Kristin Rossum’s hysterical 911 call came in to the UCSD emergency dispatcher at 9:22 p.m. as a “code blue,” meaning that the patient has no pulse and is apneic.
“My husband is not breathing,” sobbed Kristin hysterically.
The dispatcher transferred her to the fire medical dispatcher, who asked Greg’s age and where he was.
“Okay, stay on the line with me,” said the dispatcher, “because I need to give you some instructions.”
“He’s cold,” Kristin screamed, as the dispatcher assured her that paramedics were on the way.
Through sobs, Rossum explained that her 26-year-old husband had stopped breathing, adding that he hadn’t been feeling well the previous day and had slept a lot.
“I came home a little while ago to check on him,” she said. “And then I took my bath and ...”
The dispatcher told her to listen carefully as he guided her through cardiopulmonary resuscitation, to try to revive Greg.
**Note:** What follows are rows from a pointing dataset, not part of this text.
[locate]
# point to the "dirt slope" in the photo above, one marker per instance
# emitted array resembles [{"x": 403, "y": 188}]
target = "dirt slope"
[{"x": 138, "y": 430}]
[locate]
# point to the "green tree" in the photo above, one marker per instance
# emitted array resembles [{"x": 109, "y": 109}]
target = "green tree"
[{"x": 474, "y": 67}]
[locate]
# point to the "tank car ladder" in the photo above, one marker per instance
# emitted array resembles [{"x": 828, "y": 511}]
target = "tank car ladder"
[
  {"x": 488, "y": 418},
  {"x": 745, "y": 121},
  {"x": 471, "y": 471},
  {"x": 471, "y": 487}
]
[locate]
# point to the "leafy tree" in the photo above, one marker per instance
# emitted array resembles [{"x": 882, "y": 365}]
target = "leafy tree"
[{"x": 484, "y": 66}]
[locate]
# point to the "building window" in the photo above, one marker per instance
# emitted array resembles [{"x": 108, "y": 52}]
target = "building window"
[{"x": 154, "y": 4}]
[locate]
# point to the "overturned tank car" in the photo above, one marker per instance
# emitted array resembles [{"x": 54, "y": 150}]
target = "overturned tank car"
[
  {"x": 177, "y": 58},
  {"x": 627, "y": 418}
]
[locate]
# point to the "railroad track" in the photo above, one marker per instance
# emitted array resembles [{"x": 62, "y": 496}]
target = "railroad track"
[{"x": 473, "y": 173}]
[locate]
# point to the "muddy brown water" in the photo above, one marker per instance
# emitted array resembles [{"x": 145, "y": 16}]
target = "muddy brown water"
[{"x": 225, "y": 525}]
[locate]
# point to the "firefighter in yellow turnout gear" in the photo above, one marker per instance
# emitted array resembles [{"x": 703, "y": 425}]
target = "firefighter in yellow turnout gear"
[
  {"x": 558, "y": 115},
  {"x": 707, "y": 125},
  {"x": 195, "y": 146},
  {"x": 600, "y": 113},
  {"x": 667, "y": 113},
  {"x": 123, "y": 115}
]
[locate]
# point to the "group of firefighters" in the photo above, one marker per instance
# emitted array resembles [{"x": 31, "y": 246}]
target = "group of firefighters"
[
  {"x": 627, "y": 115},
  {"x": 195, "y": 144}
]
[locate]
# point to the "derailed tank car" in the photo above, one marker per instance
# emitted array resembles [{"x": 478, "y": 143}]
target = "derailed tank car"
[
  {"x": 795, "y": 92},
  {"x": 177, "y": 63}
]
But when the dispatcher ordered her to put Greg on the floor, she would have had to think fast—if, as investigators believe, her staged suicide scene was by now fast falling apart.
“And is he in bed?” asked the dispatcher.
“What?” asked Kristin, evidently taken by surprise.
“Is he in bed?” repeated the dispatcher.
“Yes.”
“Then take him off the bed and put him on the floor. Are you able to do that?”
“Uh ... Maybe,” she replied, adding that she was by herself and there was no one to help her.
Then, while speaking to the dispatcher on the cordless Princess phone, she apparently pulled Greg’s 153-pound body off the bed. According to prosecutors, she began quickly re-staging the death scene before the paramedics arrived.
“Is he on the floor now?” asked the dispatcher.